Roko comments on The Problem

Roko 12 Aug 2025 23:58 UTC
2 points
0

I think it’s plausible that these AIs will be instances of a few different scheming models. Scheming models are highly mutually aligned

Sure, that’s possible. But Eliezer/MIRI isn’t making that argument.

Humans have this kind of effect as well and it’s very politically incorrect to talk about but people have claimed that humans of a certain “model subset” get into hiring positions in a tech company and then only hire other humans of that same “model subset” and take that company over, often simply value extracting and destroying it.

Since this kind of thing actually happens for real among humans, it seems very plausible that AIs will also do it. And the solution is likely the same—tag all of those scheming/correlated models and exclude them all from your economy/company. The actual tagging is not very difficult because moderately coordinated schemers will typically scheme early and often.

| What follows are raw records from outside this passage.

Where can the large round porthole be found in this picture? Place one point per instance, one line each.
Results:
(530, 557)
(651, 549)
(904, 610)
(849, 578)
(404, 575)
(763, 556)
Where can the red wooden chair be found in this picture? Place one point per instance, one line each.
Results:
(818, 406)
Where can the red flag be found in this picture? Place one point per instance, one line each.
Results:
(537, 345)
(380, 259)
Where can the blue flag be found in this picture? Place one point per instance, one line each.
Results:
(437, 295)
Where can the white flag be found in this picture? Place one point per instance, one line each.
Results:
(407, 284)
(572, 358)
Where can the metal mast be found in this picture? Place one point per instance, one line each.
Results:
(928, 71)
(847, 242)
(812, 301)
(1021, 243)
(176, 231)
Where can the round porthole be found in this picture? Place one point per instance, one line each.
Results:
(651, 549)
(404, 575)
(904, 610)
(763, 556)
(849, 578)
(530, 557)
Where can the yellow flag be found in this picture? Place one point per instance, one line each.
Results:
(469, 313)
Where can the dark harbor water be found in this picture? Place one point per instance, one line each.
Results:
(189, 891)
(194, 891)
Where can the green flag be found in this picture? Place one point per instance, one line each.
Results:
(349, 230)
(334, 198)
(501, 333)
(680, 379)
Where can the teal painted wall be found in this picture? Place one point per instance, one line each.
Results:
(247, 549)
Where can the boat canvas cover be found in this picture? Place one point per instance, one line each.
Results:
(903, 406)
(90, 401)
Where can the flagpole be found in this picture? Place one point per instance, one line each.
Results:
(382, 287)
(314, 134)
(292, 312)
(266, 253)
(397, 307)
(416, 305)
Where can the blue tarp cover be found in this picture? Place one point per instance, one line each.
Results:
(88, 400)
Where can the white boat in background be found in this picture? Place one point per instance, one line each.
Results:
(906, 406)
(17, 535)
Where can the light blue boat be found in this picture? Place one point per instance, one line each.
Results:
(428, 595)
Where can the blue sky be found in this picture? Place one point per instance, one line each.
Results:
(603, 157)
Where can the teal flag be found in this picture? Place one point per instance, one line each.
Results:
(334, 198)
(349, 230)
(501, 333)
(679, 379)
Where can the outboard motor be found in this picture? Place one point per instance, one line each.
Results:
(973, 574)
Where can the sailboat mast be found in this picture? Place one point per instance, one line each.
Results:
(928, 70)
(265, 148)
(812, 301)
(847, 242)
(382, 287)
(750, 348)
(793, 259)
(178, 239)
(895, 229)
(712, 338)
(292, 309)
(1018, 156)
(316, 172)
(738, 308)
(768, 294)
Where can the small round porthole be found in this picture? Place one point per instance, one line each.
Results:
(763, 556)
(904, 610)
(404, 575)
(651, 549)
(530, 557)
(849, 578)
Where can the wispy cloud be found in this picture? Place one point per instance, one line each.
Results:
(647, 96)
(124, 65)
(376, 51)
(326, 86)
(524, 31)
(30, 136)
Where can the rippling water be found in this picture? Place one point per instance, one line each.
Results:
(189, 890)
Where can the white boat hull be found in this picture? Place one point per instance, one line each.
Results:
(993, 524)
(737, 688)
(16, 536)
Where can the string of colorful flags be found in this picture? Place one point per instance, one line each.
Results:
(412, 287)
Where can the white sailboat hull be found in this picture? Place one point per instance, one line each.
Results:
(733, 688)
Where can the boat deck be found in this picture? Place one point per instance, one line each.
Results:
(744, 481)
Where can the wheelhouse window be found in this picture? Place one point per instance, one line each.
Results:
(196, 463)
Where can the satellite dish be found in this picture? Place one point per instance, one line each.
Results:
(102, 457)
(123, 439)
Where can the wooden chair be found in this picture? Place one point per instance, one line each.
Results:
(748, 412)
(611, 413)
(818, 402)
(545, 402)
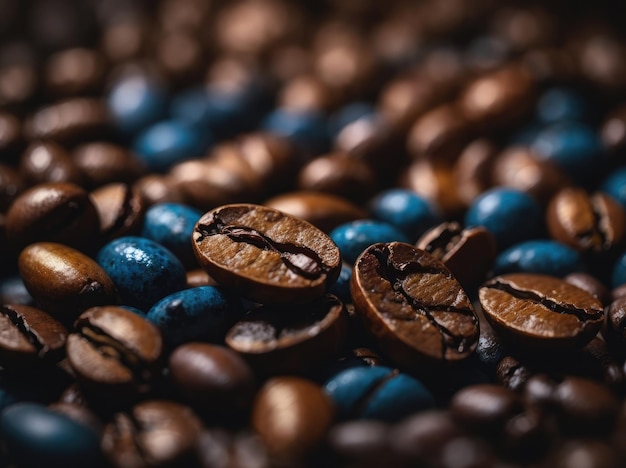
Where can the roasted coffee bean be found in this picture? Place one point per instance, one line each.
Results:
(48, 162)
(614, 330)
(468, 253)
(588, 223)
(63, 281)
(137, 438)
(377, 392)
(63, 442)
(339, 174)
(485, 408)
(102, 163)
(76, 119)
(120, 209)
(212, 379)
(413, 305)
(29, 335)
(114, 351)
(323, 210)
(541, 312)
(362, 442)
(267, 255)
(290, 339)
(292, 415)
(204, 313)
(142, 270)
(55, 212)
(590, 284)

But again, Eliezer isn’t making that argument. And if he did, then banning AI doesn’t solve the problem because humans also engage in mutually-aligned correlated scheming. Both are bad, it is not clear why one or the other is worse.
- Buck 13 Aug 2025 4:22 UTC
  20 points
  11
  Parent
  I think that the mutually-aligned correlated scheming problem is way worse with AIs than humans, especially when AIs are much smarter than humans.
  - Roko 13 Aug 2025 23:56 UTC
    2 points
    0
    Parent
    Well you have to consider relative coordination strength, not absolute.
    In a human-only world, power is a battle for coordination between various factions.
    In a human + AI world, power will still be a battle for coordination between factions, but now those factions will be some mix of humans and AIs.
    It’s not clear to me which of these is better or worse.